Making Money Cheaper by Making Cash More Expensive
The recent CBN announcement, whereby cash withdrawals in Nigeria will be limited to N100,000 a week has somewhat polarised opinion and has left many with mixed feelings. For me, the decision made sense, although yes, I can see that this sudden jolt of news is going to disrupt the equilibrium.
We have seen that the CBN has been considering alternatives to cash for some time — most recently, the introduction of the eNaira. Cash is, in a physical format, expensive and has significant operational risk, and regulators need to continuously find better, more efficient, and more transparent ways of moving money around. Indeed, ahead of elections where cash for bribery purposes will have a damaging effect on our democracy, it makes sense to limit the amount of physical cash in the system. In the short term, this news stops people [well, reduces significantly at least] paying for votes. The timing is spot on.

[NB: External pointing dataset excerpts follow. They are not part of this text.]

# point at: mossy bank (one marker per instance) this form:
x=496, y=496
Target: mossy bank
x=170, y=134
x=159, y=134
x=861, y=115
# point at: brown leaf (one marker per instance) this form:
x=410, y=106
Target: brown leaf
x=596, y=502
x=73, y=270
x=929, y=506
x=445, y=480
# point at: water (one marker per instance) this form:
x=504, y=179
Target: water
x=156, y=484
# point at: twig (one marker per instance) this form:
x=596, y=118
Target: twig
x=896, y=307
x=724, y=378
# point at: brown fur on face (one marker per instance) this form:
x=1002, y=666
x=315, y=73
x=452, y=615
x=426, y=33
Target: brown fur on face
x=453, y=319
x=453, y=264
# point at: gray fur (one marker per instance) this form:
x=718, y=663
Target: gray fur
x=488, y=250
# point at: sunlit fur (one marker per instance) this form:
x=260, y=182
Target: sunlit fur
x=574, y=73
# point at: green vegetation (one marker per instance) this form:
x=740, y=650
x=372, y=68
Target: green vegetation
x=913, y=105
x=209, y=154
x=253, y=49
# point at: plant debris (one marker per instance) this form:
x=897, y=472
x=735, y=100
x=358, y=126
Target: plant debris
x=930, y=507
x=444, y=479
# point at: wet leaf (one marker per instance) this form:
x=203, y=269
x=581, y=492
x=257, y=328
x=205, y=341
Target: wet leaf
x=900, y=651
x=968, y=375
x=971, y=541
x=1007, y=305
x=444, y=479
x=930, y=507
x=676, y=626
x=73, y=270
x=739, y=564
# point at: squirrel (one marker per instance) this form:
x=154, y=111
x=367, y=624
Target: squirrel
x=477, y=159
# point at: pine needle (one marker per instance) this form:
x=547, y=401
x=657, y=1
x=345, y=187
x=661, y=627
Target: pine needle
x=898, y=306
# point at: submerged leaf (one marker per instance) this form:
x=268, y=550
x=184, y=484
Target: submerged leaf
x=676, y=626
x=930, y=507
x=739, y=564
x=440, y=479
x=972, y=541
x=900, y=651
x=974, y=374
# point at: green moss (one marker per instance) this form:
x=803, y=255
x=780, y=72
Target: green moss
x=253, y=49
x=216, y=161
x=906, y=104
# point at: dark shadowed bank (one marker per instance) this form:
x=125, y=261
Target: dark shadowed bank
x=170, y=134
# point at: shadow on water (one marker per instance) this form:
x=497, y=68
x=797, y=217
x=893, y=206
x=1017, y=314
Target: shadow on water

The CBN’s decision to limit withdrawals is a win for our ongoing push to a cashless society. Lockdown was the catalyst for making people consider better ways of moving money around and reducing our reliance on cash. Lack of cash movement affects people, which in turn sparks innovation and additional thought about alternatives. COVID-19 was really the beginning of the end for the cash-is-king mantra. Those criticising this withdrawal policy suggest that this will affect small businesses; but these were the same small businesses that were affected due to lack of cash movement during COVID. They are at the mercy of physical cash and the operational risk it entails, and the CBN’s push towards a cashless society should actually help them and enable them to move money around faster, more safely, and cheaper.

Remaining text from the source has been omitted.